For the past 23 years of my life (with the exception of the first three or so), autumn has represented transition back to some sort of student existence. Before my pubescent years and the first major appearances of my anxiety, I can remember a part of me looking forward to my return to school, to see my friends and resume all the joys of recess and coloring pencils. Around 11 or 12 this attitude changed greatly, and autumn was the time of my first major period of anxiety and subsequent depression. I was so anxious that I couldn’t return to school for eighth grade until May of that year, and only after a major intervention and a lot of work just to set foot in a classroom again.

But I did it. I returned to school, graduated, and successfully completed five years of high school followed by four years of college. And yet every autumn brought a harder and harder transition back to the stresses of school, so much so that during college I began spending weeks at the beginning of the semester feeling completely unlike myself, plagued by constant dull nausea and crying at the drop of a pin.

So here we are, once again. The temperatures are a little cooler, the leaves are just beginning to change. And here I am. Over my 12-year relationship with anxiety, I have learned that any sort of transition, not only from summer break to fall semester, shakes me to the core. Change makes me question if continuing to live with an anxiety disorder is even worth it, dashing my confidence on the rocks, clouding my vision with unrealistic doubts and predictions. And now for the bombshell: this will be the first autumn I am not going back to some sort of student life.

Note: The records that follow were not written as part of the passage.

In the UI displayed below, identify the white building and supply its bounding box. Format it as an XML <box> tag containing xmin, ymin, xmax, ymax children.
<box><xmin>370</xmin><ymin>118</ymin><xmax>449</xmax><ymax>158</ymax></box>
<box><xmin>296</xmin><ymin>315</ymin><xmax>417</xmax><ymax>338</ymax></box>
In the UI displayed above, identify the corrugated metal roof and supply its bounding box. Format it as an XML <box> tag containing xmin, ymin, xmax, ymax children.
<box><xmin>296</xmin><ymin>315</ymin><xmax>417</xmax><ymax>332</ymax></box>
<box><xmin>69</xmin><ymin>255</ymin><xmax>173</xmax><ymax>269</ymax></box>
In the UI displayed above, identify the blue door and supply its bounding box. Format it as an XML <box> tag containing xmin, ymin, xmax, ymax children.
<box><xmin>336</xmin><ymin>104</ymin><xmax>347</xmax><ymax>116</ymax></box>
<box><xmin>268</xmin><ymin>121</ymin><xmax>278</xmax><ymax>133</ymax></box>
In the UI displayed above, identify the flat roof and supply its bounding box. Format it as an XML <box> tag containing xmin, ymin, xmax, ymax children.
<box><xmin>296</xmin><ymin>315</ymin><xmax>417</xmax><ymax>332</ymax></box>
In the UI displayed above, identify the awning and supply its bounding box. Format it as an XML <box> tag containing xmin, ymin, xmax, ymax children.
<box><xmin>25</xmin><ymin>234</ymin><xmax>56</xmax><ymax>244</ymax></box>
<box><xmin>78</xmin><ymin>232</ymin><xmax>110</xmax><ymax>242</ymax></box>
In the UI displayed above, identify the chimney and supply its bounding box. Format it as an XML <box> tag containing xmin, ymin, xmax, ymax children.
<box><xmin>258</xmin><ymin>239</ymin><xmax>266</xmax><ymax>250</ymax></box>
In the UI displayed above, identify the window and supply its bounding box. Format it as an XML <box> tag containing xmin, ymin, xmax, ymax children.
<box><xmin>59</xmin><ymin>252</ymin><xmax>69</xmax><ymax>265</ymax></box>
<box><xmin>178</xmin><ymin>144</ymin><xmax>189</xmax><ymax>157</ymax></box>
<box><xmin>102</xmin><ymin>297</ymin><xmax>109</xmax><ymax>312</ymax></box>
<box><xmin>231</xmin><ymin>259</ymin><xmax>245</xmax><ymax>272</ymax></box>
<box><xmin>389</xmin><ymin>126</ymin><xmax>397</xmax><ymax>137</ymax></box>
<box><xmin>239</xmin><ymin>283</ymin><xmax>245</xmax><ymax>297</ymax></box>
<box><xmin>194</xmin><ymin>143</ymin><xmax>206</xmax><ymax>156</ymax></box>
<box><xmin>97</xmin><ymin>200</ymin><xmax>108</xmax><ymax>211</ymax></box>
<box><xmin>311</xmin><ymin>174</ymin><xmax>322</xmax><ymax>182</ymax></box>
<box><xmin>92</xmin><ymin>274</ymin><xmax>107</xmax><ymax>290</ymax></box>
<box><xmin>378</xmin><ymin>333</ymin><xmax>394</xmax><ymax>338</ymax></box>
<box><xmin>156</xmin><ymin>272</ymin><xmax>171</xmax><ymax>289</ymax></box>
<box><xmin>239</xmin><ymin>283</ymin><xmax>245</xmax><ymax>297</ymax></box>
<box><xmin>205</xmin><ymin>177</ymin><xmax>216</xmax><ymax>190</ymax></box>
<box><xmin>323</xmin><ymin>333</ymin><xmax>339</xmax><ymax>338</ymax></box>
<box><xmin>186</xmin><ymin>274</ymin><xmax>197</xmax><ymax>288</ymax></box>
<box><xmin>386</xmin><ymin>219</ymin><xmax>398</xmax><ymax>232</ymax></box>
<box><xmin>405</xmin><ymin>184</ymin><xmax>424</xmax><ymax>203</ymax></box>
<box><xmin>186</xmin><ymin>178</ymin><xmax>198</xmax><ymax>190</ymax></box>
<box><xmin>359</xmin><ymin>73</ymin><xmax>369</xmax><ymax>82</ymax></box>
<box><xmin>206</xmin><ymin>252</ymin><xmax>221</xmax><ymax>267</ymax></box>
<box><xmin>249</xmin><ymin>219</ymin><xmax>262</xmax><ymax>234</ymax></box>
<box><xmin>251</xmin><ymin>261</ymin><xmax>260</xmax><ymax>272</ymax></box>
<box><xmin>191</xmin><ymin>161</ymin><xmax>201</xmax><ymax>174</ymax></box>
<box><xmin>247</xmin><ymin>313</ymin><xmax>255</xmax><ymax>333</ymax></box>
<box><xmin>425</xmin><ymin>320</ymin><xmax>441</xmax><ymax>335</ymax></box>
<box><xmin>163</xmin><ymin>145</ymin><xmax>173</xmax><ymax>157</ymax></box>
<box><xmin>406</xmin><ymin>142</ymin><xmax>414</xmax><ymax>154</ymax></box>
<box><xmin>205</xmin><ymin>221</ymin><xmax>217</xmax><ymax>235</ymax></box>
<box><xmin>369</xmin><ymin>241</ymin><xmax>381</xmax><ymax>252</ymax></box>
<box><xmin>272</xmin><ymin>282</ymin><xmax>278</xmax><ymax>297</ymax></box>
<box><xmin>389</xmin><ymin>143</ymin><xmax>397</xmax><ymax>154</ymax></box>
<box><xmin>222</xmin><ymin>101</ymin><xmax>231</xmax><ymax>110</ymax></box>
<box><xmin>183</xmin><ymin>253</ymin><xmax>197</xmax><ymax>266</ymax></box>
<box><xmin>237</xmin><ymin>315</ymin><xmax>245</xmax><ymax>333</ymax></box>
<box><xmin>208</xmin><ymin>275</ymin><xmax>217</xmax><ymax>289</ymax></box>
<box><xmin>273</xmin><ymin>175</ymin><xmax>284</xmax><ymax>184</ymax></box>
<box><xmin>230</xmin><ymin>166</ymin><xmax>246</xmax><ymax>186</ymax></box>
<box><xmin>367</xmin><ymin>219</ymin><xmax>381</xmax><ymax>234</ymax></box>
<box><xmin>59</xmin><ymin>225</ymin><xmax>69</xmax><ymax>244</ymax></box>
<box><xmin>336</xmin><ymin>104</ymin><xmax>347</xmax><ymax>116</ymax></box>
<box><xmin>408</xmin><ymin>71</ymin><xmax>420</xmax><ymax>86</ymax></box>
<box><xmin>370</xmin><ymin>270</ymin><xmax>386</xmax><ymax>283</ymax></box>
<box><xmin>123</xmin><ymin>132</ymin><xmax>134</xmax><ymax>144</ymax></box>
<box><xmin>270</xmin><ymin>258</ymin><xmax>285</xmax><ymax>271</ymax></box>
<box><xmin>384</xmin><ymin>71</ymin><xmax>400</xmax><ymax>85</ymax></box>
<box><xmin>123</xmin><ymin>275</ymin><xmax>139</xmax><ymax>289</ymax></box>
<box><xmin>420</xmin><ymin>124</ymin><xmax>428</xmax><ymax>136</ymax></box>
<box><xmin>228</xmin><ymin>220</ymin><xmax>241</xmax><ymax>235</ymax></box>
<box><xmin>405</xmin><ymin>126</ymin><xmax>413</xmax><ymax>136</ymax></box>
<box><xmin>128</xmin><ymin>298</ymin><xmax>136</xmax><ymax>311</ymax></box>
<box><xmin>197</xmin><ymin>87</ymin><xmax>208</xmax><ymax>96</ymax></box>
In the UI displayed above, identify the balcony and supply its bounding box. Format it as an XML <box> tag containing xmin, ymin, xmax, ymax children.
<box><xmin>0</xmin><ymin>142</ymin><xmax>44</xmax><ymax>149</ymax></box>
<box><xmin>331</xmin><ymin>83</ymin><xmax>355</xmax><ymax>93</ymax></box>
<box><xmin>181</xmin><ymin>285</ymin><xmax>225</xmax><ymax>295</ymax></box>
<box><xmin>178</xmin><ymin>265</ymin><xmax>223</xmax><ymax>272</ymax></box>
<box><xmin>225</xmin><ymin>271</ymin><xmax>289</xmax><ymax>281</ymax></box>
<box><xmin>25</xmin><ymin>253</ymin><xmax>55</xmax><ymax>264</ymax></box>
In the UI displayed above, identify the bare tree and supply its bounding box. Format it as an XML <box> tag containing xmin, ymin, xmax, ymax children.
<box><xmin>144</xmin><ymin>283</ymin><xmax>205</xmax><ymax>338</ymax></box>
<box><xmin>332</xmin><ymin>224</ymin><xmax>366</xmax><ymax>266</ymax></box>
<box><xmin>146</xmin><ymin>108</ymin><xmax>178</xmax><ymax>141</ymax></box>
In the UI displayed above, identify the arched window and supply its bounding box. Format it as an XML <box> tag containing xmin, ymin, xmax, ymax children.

Yes folks, I am facing a mother of a transition. Despite my best efforts over the summer, I remain unemployed. So I begin asking myself big questions, the ones hanging over my head like some anxiety-powered neon sign. 

Should I move to better my chances at finding a job in my field? Silly idea, I’ve never lived on my own and would undoubtedly break down within the first two days of relocating

If I stay and somehow manage to get a job will I be able to cope with that transition, even if it’s a “positive” one? I’ve been unemployed for almost six months. What if I can’t deal, and I back out, ruining my reputation and what’s left of my mangled confidence? What will I do then? What will I do? What will I do? 

I don’t know. 

I want to believe that everything will work out eventually and that I can continue learning to manage my anxiety more effectively. I want to believe I will find moments of peace once again, and that I am capable of success. I want to believe I will kick some proverbial ass and blaze a trail, light a fire. I want those things more than anything, but I just don’t know. 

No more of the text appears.